L’evento è aperto alla cittadinanza con invito speciale alle famiglie.Evento di restituzione alla cittadinanza di laboratori e esperienze dell’associazionismo locale che vuole valorizzare competenze varie nazionali culturali mettendo al centro il pane e i prodotti della panificazione, come unità semplice che unisce e riporta a comuni primari bisogni.

 

in collaborazione con: Casa dell’intercultura di Rimini, Associazione Between della Valle del

Marecchia, Casa della Pace, Associazione Narwas Alta Val Marecchia, , Cna, Associazione altri

orizzonti di Bellaria, Associazione Agimi, Associazioni del territorio…

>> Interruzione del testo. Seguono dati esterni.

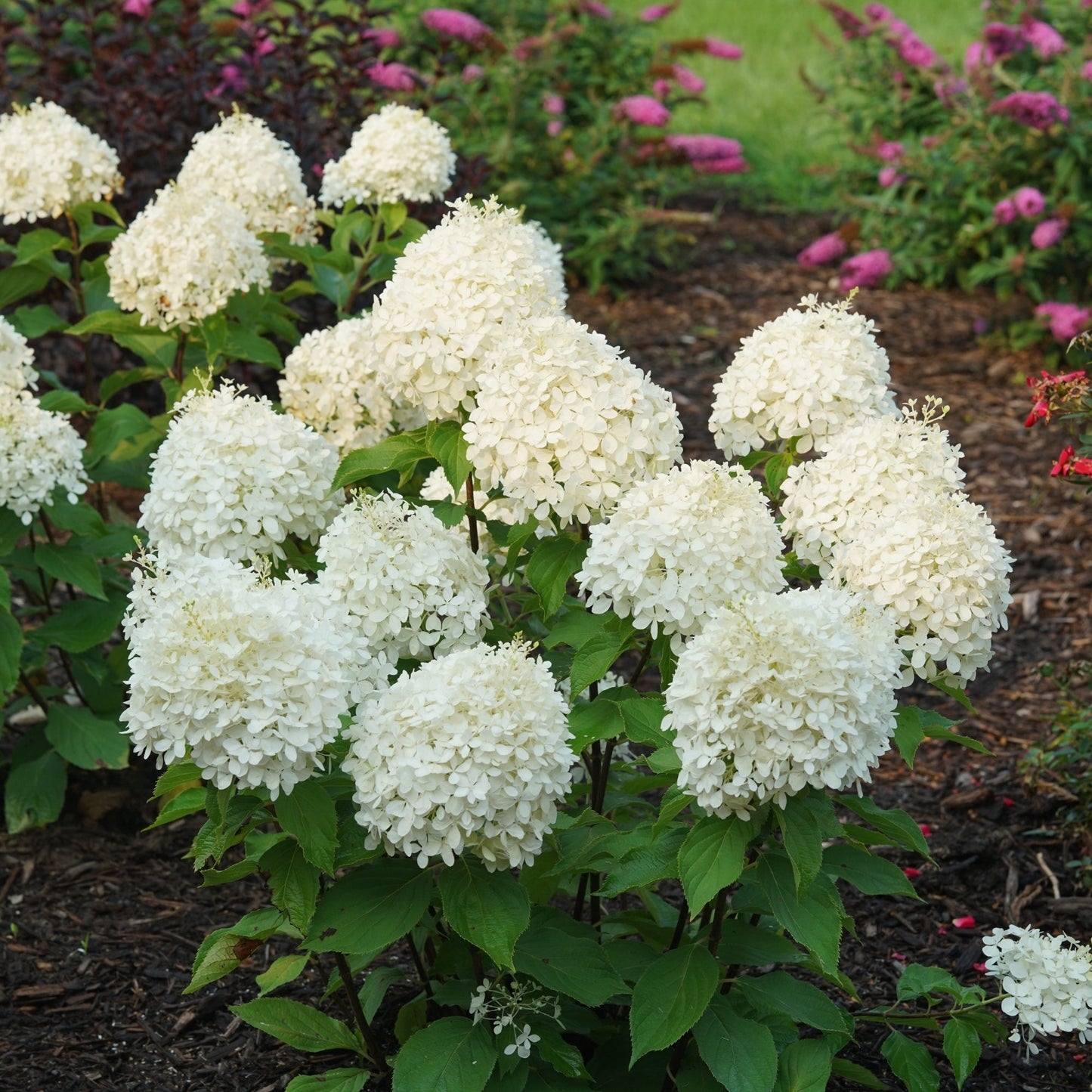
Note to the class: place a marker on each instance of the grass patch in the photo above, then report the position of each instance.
(790, 142)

Sabato 18 Febbraio 2012 Bellaria,  Pjazza Club, v.le P. Guidi 4, ore 21,30. VEGLIA DI

Sant'Apollonia

XXII edizione

Serata di musiche e danze della tradizione popolare romagnola eseguite da L’UVA GRISA al gran completo!!!.

 

A chi ama vagar con la fantasia e mutar d’aspetto si suggerisce un abito romantico di qualunque tempo e luogo.

 

Ingresso € 12,00. Il ricavato sarà devoluto al restauro di una casa di accoglienza Scout a Strabatenza (Bagno di Romagna).  Si consiglia la prenotazione. Si prenota, a partire da venerdì 27 gennaio, comunicando il nome, cognome di ciascun partecipante e un recapito telefonico. Info: Dianella Gori, cell. 338/6942804; e-mail  info@hotelcannes.it  

Sabato 4 febbraio 2012                Isola dei Platani, Via Paolo Guidi, 108 -  Piazzetta delle Vele davanti alla Biblioteca, Bellaria, Ore 16,00

 

“Piccola” animazione con L’Uva Grisa

(annullata per neve)

nell’ambito della Festa patronale di Sant’Apollonia, per promuovere e far conoscere i balli antichi della tradizionale popolare romagnola.
Venerdì 20 Gennaio 2012 Bellaria (RN), Osteria "Da Gianòla", Via Alicata, 1 ore 20.30 FESTA DEL MAIALE Le ghiottonerie della gastronomia contadina romagnola. cucinate da Roberto Giorgetti.  Ciccioli, salsicce, salami, pancetta, braciole... e tutto quello che ci sta nel piatto. Una grande mangiata a base di maiale, innaffiata di Sangiovese e accompagnata da musiche e canti tradizionali con L'Uva Grisa. - Info. e prenotazioni tel. 0541 - 347839, cell. 347 0653999

5 Gennaio 2012:

Igea Marina e Bellaria Borgata vecchia 6 Gennaio:

Casteldelci,Schigno, Senatello, Alta Valle del Marecchia (RN)

Si canta la PASQUELLA

canto rituale di questua dell'Epifania

Il canto della Pasquella viene portato in forma spontanea di casa in casa nelle vie dei paesi.